For about 14 years under Chairman Lloyd Blankfein, the number of women on Goldman's board had stagnated at two. But over the past year, as the #metoo movement -- centered on sexual-harassment allegations against powerful men -- tore through corporate America and shareholder-advocacy groups put pressure on companies to increase their boardroom gender diversity, the legendary Wall Street firm went on a hiring spree. 

In July, Goldman hired former Harvard University President Drew Faust as a director, a notable selection because she's a historian with a women's-studies orientation. Her appointment to the top job at the venerable university in 2007 came after her predecessor, the economist and former U.S. Treasury Secretary Larry Summers, stepped down following an outcry over his remarks that innate gender differences might explain the high proportion of men in science and engineering positions.

In a March regulatory filing, Goldman had declared that boardroom diversity was "an important factor in our consideration of potential and incumbent directors."

Tighe, 56, retired this year after a 38-year career with the U.S. Navy, most recently as deputy chief of naval operations for information warfare and director of naval intelligence, New York-based Goldman said in a press release. She previously served as a fleet commander and university president of the Naval Postgraduate School. She also completed a training fellowship for aspiring board candidates with the National Association of Corporate Directors, according to the bank's website.   

"Jan brings over 20 years of leadership experience in complex cyber and intelligence operations, and more broadly, risk management for the United States Navy," Blankfein said in the press release.

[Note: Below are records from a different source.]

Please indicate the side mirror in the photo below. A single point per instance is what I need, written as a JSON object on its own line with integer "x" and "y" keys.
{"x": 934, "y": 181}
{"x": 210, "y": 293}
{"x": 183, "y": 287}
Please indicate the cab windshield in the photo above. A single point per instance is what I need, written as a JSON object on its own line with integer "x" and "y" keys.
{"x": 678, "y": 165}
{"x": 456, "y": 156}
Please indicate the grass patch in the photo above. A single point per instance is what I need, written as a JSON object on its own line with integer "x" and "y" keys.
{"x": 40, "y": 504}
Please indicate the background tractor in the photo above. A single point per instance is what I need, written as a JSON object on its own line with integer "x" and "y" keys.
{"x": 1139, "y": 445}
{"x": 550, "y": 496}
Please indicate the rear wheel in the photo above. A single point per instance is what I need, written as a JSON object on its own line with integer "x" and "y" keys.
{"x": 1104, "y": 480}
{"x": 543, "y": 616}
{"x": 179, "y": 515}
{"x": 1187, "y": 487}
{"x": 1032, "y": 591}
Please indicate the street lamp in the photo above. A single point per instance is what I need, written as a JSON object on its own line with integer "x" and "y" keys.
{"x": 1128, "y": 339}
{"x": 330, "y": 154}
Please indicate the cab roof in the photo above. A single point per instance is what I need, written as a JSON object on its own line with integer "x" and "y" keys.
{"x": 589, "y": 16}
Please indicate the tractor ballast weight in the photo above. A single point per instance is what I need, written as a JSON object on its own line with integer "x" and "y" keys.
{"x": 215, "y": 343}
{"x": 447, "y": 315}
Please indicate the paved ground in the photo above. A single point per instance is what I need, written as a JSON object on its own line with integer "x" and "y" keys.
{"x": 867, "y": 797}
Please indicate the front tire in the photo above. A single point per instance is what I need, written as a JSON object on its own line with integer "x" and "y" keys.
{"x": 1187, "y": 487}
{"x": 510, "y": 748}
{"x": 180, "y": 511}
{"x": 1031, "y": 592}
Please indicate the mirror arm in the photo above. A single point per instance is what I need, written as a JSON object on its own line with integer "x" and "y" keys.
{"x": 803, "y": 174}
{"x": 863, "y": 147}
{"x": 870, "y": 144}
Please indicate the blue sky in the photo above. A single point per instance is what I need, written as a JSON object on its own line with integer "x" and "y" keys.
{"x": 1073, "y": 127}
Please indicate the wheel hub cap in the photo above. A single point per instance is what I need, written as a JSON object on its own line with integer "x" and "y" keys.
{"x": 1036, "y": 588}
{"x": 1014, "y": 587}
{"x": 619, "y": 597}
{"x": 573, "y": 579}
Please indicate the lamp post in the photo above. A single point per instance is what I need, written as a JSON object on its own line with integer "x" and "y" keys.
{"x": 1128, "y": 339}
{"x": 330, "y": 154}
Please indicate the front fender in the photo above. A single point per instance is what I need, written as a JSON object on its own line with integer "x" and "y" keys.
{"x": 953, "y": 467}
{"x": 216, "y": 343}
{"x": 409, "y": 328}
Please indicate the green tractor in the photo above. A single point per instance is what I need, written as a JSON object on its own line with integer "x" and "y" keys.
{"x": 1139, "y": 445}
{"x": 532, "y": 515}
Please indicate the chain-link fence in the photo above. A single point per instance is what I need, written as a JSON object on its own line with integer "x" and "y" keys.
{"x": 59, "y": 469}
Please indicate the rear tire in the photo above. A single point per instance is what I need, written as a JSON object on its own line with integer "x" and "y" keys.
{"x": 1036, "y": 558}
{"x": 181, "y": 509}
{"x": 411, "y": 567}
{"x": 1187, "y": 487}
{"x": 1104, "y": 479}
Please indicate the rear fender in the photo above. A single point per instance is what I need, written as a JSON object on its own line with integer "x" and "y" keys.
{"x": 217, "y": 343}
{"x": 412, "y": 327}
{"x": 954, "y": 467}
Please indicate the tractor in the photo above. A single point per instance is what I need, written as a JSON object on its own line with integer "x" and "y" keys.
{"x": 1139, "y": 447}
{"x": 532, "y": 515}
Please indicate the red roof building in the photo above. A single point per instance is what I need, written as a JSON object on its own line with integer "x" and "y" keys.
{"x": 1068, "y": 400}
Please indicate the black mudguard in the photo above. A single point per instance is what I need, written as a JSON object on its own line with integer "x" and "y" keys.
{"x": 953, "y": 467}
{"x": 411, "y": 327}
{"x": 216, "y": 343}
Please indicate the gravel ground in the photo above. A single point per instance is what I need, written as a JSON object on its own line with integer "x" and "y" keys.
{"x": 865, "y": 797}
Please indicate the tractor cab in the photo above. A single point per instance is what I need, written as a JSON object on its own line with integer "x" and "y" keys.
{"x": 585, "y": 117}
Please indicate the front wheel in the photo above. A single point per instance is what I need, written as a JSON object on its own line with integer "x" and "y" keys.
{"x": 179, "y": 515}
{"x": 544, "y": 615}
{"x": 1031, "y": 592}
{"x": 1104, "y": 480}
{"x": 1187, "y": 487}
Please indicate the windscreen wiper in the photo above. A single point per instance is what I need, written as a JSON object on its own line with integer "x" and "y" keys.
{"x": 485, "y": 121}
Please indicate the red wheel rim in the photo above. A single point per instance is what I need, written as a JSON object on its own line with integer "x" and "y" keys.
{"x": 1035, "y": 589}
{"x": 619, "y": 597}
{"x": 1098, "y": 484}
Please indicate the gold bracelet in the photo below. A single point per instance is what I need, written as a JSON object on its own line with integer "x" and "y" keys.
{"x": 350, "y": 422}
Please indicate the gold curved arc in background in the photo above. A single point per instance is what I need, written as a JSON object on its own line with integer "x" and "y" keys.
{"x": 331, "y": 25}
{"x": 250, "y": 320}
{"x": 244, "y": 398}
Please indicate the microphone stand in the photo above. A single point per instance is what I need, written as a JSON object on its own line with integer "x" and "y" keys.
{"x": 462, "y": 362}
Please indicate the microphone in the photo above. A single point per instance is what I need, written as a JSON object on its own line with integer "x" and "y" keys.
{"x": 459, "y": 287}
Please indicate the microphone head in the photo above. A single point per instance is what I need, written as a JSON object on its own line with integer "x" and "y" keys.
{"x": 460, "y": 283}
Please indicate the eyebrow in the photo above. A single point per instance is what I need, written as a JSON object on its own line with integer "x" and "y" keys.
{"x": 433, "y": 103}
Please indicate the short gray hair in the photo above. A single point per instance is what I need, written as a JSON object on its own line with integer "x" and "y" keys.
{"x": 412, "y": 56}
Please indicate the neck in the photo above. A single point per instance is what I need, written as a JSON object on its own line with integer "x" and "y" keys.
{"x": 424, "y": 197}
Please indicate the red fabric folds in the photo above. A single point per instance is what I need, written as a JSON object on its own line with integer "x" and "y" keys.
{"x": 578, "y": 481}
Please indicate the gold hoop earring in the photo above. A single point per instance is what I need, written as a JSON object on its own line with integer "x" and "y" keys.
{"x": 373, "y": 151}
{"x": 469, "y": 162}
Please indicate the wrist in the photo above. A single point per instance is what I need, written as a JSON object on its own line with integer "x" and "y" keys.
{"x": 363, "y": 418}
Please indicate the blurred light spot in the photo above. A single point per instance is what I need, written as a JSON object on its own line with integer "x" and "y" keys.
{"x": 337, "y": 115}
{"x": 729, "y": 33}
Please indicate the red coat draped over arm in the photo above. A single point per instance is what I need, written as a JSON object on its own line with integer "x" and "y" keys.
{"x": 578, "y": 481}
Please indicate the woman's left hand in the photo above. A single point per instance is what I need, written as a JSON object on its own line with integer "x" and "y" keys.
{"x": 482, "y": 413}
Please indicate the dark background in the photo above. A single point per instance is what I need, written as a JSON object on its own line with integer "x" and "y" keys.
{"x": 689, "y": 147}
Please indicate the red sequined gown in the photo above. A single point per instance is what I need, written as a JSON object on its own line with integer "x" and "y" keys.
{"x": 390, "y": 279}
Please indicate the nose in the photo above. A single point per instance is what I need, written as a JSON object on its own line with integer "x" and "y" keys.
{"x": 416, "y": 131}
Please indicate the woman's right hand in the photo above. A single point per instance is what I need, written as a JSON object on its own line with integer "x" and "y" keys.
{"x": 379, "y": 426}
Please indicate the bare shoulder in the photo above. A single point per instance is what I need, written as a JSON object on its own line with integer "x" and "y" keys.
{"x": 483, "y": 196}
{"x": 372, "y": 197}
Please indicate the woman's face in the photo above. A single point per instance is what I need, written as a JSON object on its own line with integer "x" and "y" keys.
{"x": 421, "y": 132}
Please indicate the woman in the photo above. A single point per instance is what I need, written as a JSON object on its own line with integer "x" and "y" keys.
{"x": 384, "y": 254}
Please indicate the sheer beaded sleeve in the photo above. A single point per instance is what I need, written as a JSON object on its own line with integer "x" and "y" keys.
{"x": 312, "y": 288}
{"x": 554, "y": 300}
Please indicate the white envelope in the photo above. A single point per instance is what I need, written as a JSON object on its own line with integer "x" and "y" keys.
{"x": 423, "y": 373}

growing body of research suggests that companies should add more women to their boards -- not just to address the basic unfairness but also to improve shareholder returns. Big banks and financial firms including JPMorgan Chase & Co. (JPM) , the largest U.S. lender, and the private-equity giant Blackstone Group LP (BX)  have faced criticism over their under-representation of women in the boardroom, even as their predominantly male senior executives and directors tout efforts to bolster the careers of female employees.

At JPMorgan, for example, where Chairman and CEO Jamie Dimon has repeatedly highlighted his selection of women for half of his top lieutenants, only two women serve on the 12-member board of directors, or 17%. 

Several studies have shown that corporate boards with more female directors are better at decision-making, and that shareholders will benefit from an improved long-term financial performance. Experts also say women can be more assertive in the boardroom than men and thus more likely to challenge CEOs on crucial topics, such as risk-taking.

Two months ago, an all-female team of six analysts in Goldman's investment-research division published a 41-page report arguing that bias plays a key role not only in explaining the gender-pay gap among employees but also the scarcity of women in senior roles.

The study examined U.S. Census Bureau data showing that women on average earn 20% less than men. The all-female team concluded that the disparity can't be explained by typical labor-market factors like levels of education and experience or choices of industry and occupation.

The researchers argued that the remedy might be as simple as putting more women in charge.

"We believe at least part of the unexplained gap may be due to the lack of women in highly-paid senior roles," such as among the male-dominated ranks of CEOs and boards of directors, the analysts wrote. 

Somebody at the top of Goldman Sachs appears to be listening.